Since VAO is the right angled triangle by Pythagorean theorem
we have l^{2} = h^{2} + r^{2}
If we
know the value of the other two measurements.
For example, if we have the height h, and the radius r , we can easily determine the value of the slant height l.
Example 1 :
If the height and radius of a right circular conoid are 4cm and 3cm respectively, find the slant height.
Solution :
Let us plug the known values in to the equation.
l^{2} = h^{2} + r^{2}
l^{2} = 4^{2} + 3^{2}
l^{2} = 16 + 9
l^{2 }= 25
So, slant height is is 5 cm.
Example 2 :
A heap of paddy is in the form of a conoid whose diameter is 4.2 m and height is 2.8 m. If the heap is to be covered exactly by a canvas to protect it from rain, then find the area of the canvas needed.
Solution :
Diameter of heap of paddy = 4.2 m
r = 4.2/2
= 2.1 m
height of paddy (h) = 2.8 m
l^{2} = r^{2}+h^{2}
l = √(2.1)^{2}+(2.8)^{2}
l = √(4.41+7.84)
l = √12.25
l = 3.5 cm
Curved surface area of heap of paddy = Π r l
= (22/7) ⋅ (2.1) ⋅ (3.5)
= 22 ⋅ (2.1) ⋅(0.5)
= 23.1 cm^{2}
Curved surface area of paddy is 23.1 cm^{2}.
Example 3 :
Consider the semi-circular piece of paper shown.

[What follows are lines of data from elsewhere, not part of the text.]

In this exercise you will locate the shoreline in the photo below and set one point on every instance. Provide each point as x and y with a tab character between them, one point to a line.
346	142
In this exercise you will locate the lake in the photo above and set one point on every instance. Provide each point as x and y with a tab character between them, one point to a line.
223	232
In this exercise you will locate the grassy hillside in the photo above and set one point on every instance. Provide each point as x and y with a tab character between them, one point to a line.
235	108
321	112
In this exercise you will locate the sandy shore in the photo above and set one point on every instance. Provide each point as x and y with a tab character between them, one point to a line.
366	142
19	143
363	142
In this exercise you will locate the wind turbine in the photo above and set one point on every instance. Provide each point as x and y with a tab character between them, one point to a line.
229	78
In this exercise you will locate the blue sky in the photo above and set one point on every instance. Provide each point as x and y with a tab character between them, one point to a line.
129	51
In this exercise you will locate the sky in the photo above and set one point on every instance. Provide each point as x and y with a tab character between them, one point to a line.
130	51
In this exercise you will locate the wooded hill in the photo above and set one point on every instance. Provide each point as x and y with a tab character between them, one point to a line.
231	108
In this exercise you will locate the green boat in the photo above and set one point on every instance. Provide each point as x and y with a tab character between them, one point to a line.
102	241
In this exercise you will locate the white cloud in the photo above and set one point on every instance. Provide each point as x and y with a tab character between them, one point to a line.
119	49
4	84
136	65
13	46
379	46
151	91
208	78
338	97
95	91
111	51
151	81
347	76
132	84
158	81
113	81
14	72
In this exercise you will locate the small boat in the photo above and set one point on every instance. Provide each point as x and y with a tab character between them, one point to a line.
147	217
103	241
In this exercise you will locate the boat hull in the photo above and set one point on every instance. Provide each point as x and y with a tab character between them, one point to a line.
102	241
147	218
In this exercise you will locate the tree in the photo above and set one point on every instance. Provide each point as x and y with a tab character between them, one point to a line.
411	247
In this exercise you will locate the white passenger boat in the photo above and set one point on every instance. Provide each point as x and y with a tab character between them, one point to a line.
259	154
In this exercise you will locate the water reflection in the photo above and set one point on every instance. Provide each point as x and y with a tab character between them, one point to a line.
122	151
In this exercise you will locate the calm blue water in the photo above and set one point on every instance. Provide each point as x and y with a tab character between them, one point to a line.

When sides [OA] and [OB] are put together, we form a cone.
a) Find the value of l.
b) Find the circumference of the base of the cone.
c) Use b to find r.
d) Find the area of the base of the cone.
e) Find the area of the curved surface of the cone.
f) Find the total surface area of the cone.
Solution :
(a) When we rotate the semicircular shape into cone, the radius will become slant height.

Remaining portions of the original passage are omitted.